DNC members often make proposals on national issues, Party policies, and procedures. Before a matter is considered by the full membership, it is reviewed by one of the DNC’s standing committees. Each of the DNC’s standing committees have about 30 members who represent a cross-section of the membership of the full committee. These committees report their recommendations on the matters before them to the full DNC, which in turn debates and votes on the recommendations.
- The Resolutions Committee considers issue statements (“resolutions”) that are generally used to communicate the Party’s message, reinforce a Platform position, and/or emphasize a distinction between Democrats and Republicans.
- The Rules and Bylaws Committee considers proposals related to the National Party rules.
- The Credentials Committee is responsible for hearing disputes about the credentials of National Committee members, and making a recommendation about whom the DNC should seat.

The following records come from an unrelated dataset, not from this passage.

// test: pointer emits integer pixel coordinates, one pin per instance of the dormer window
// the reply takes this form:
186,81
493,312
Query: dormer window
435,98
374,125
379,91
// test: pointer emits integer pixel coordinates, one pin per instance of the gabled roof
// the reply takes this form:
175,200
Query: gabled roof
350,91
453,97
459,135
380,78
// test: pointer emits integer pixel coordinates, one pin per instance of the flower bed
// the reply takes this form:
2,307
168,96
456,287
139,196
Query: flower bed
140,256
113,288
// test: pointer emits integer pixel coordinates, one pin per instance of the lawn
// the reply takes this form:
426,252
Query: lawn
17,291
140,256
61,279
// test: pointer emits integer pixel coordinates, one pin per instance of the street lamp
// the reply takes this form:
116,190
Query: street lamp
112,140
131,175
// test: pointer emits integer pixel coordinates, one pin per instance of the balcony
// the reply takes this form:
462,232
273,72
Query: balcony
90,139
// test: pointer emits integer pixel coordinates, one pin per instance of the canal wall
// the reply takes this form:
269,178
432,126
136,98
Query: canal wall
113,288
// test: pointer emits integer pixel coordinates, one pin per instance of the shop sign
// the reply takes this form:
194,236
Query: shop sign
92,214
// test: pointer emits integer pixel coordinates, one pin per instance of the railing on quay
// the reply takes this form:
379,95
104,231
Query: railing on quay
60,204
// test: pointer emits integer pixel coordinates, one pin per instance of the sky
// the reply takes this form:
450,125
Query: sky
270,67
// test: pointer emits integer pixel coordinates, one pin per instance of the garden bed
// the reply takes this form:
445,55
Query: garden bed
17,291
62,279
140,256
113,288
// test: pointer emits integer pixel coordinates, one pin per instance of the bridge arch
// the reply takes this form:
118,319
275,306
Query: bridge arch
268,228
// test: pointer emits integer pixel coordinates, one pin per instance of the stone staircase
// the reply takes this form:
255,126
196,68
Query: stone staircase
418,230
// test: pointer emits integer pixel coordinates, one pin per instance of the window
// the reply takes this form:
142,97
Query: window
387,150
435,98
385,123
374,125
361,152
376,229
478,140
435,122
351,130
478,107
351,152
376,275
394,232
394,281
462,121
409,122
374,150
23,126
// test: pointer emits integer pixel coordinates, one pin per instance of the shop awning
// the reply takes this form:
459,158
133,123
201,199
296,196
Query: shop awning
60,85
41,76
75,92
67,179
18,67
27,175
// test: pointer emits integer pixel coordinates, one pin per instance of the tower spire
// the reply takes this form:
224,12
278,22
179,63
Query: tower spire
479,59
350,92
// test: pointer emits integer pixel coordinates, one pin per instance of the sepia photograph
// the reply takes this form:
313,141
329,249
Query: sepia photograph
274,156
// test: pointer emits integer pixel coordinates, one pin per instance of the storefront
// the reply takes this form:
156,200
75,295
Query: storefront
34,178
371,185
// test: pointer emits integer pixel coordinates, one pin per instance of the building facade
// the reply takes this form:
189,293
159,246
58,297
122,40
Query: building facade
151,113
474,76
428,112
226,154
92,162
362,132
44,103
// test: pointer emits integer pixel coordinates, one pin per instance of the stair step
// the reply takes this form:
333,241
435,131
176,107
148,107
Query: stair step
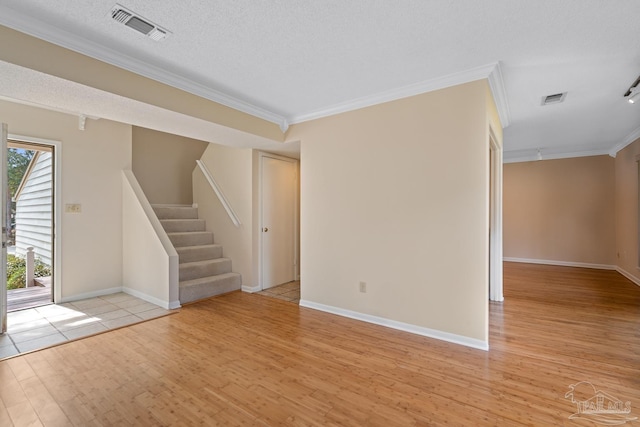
175,212
191,238
212,267
199,253
181,225
193,290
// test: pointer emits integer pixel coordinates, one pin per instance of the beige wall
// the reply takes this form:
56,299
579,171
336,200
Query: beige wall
163,164
232,169
626,202
396,195
91,165
26,51
560,210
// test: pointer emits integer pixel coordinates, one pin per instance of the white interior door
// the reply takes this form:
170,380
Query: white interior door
5,227
279,213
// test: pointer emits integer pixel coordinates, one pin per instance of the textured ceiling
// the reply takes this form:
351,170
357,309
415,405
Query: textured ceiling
296,59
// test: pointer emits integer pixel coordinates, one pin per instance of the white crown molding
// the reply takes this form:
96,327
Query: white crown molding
554,156
406,327
496,83
44,31
462,77
561,263
635,134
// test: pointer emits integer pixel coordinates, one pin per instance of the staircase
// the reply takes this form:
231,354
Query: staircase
203,271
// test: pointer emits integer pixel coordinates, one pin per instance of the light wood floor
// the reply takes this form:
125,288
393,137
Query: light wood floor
243,359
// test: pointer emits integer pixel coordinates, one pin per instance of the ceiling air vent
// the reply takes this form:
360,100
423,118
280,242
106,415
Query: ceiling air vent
138,23
556,98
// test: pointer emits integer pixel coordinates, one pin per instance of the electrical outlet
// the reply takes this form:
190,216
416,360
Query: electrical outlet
363,287
73,208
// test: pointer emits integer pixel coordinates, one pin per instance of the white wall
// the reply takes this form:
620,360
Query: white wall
397,196
91,163
150,262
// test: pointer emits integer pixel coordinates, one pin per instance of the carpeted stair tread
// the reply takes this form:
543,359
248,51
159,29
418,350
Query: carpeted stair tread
203,272
206,287
199,252
182,225
175,212
206,268
191,238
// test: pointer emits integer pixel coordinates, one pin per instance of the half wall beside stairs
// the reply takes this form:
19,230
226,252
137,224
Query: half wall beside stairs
150,262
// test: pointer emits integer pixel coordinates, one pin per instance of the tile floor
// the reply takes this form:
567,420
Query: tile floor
41,327
288,292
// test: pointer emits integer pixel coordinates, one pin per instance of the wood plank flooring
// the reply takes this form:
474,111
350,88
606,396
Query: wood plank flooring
242,359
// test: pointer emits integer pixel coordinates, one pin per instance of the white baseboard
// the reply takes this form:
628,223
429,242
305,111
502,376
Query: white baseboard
418,330
561,263
251,289
628,275
87,295
167,305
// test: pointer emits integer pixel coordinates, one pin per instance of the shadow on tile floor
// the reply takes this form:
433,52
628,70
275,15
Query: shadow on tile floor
48,325
287,292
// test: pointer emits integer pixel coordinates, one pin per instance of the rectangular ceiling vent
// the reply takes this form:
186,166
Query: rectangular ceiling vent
138,23
556,98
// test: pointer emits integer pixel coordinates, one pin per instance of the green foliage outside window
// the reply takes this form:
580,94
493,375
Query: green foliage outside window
17,271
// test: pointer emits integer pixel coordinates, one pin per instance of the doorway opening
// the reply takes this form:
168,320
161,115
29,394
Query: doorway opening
279,231
30,210
495,219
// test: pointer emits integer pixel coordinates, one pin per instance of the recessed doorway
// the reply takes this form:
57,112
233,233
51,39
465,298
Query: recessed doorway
30,213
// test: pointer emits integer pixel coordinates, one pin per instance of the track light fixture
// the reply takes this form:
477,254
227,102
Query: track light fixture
632,94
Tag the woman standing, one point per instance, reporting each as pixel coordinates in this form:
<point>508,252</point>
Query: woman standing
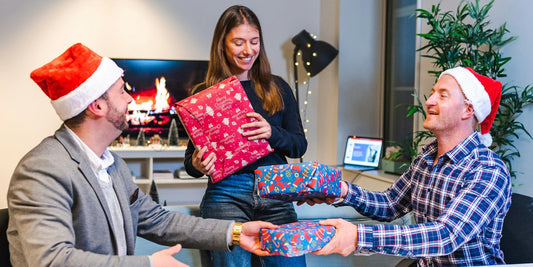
<point>237,49</point>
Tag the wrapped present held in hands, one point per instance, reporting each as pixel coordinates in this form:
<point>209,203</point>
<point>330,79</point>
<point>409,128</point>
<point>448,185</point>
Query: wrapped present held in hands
<point>298,181</point>
<point>213,119</point>
<point>295,239</point>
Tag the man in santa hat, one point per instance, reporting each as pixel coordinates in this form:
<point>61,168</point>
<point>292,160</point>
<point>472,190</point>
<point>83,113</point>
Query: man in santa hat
<point>458,190</point>
<point>73,203</point>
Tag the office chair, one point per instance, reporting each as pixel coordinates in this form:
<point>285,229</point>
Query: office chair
<point>4,245</point>
<point>517,233</point>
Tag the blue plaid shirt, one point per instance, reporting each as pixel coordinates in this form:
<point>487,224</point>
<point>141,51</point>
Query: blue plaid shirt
<point>458,206</point>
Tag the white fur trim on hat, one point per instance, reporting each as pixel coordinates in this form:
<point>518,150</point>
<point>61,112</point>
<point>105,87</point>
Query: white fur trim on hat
<point>473,90</point>
<point>95,86</point>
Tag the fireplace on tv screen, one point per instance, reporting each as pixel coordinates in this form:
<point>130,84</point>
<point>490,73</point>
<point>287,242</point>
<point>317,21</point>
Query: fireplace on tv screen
<point>155,86</point>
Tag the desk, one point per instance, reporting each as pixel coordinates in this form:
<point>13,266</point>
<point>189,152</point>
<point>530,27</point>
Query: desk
<point>373,180</point>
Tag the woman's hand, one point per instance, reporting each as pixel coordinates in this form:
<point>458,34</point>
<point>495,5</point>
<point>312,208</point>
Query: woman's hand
<point>207,166</point>
<point>259,129</point>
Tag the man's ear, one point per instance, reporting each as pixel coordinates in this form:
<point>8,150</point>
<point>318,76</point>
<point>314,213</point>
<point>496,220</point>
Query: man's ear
<point>97,107</point>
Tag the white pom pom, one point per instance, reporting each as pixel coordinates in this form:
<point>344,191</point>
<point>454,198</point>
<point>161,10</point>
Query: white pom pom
<point>486,139</point>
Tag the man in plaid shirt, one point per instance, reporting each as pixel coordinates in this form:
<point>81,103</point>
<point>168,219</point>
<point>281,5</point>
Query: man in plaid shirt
<point>458,190</point>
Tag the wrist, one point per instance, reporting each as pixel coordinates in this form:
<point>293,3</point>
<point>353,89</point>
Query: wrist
<point>236,233</point>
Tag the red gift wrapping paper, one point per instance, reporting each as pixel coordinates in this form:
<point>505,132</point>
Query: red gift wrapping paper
<point>298,181</point>
<point>213,118</point>
<point>295,239</point>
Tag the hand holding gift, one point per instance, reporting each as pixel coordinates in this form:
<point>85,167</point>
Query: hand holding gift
<point>345,240</point>
<point>298,181</point>
<point>214,120</point>
<point>295,239</point>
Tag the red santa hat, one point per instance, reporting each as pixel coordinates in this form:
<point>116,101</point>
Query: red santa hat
<point>484,93</point>
<point>75,79</point>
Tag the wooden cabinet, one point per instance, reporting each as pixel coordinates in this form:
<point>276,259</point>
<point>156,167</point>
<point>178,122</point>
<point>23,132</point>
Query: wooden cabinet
<point>163,166</point>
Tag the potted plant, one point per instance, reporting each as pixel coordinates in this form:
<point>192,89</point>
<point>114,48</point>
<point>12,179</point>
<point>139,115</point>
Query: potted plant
<point>465,39</point>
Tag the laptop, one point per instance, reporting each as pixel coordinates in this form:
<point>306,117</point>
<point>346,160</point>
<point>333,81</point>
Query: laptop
<point>362,153</point>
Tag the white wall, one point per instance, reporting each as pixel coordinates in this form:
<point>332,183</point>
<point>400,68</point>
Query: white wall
<point>517,15</point>
<point>361,65</point>
<point>33,32</point>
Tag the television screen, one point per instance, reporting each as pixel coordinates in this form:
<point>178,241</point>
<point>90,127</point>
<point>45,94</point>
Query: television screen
<point>156,85</point>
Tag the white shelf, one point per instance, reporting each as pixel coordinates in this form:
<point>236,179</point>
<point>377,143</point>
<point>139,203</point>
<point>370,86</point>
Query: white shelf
<point>142,162</point>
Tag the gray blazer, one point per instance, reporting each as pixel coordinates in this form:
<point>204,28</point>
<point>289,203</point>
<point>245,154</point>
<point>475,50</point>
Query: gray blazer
<point>58,213</point>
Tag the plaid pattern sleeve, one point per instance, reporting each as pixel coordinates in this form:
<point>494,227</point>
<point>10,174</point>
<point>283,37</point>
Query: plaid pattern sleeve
<point>458,204</point>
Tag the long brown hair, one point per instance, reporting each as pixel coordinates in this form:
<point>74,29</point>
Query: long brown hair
<point>260,74</point>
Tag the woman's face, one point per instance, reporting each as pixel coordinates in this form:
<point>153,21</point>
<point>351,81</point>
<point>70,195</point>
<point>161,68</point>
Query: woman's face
<point>241,46</point>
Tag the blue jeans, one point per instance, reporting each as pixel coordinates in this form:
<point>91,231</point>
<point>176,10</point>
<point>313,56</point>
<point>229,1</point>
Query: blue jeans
<point>235,198</point>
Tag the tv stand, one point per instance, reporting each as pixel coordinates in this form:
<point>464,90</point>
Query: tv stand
<point>160,165</point>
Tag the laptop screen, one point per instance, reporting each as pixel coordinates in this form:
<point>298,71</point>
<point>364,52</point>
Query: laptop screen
<point>364,151</point>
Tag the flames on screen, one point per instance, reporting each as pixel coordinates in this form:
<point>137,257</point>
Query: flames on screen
<point>144,109</point>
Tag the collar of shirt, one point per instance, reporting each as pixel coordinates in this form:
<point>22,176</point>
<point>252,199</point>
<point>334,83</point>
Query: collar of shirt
<point>98,164</point>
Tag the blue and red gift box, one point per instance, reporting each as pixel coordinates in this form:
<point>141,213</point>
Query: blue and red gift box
<point>295,239</point>
<point>298,181</point>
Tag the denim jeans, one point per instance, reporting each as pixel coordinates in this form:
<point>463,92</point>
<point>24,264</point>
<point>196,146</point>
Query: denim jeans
<point>235,198</point>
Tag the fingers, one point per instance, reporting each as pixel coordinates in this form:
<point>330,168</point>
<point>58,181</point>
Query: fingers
<point>259,129</point>
<point>173,250</point>
<point>206,166</point>
<point>253,228</point>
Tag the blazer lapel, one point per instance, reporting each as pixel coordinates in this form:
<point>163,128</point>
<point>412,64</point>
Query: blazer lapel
<point>78,156</point>
<point>119,187</point>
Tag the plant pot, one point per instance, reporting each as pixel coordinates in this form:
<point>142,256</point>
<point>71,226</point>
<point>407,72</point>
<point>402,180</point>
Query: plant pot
<point>395,167</point>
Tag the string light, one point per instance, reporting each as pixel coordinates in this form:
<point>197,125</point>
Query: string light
<point>303,110</point>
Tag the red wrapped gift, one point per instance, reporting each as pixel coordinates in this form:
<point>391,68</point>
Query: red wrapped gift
<point>295,239</point>
<point>298,181</point>
<point>213,118</point>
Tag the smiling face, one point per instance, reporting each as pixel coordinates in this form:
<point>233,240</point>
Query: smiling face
<point>445,107</point>
<point>242,46</point>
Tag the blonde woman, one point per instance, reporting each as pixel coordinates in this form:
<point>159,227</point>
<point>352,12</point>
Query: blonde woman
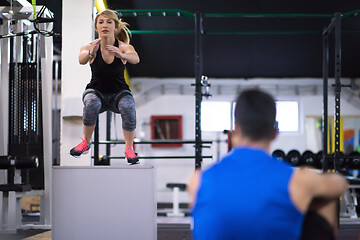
<point>107,90</point>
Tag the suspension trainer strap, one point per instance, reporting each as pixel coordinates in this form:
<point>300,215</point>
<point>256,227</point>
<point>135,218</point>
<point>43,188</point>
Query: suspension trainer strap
<point>34,7</point>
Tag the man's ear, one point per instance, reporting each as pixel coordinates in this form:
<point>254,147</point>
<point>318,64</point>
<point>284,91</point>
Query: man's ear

- The Budget and Finance Committee reviews the budget of the DNC and provides an annual report to the Executive Committee
- The Executive Committee, in addition to the standing committees, may, under certain conditions, propose matters directly to the National Committee. There are about 60 members on this committee, including the Party’s officers, representatives of the four regional caucuses of DNC members, and representatives of some Democratic affiliated organizations, elected officials, and constituencies.
What is the Charter and Bylaws?
Essentially, the Charter and Bylaws is the constitution of the Democratic Party. It outlines the structure of the Party organization, and the relationship among the National Convention, the National Committee, and other Party organizations or operations.
How can someone find out more about the Democratic Party, or how to contact their State Party?
The DNC’s website at www.democrats.org contains a wealth of information about the Democratic Party, the DNC, the National Convention, State Parties, and current issues.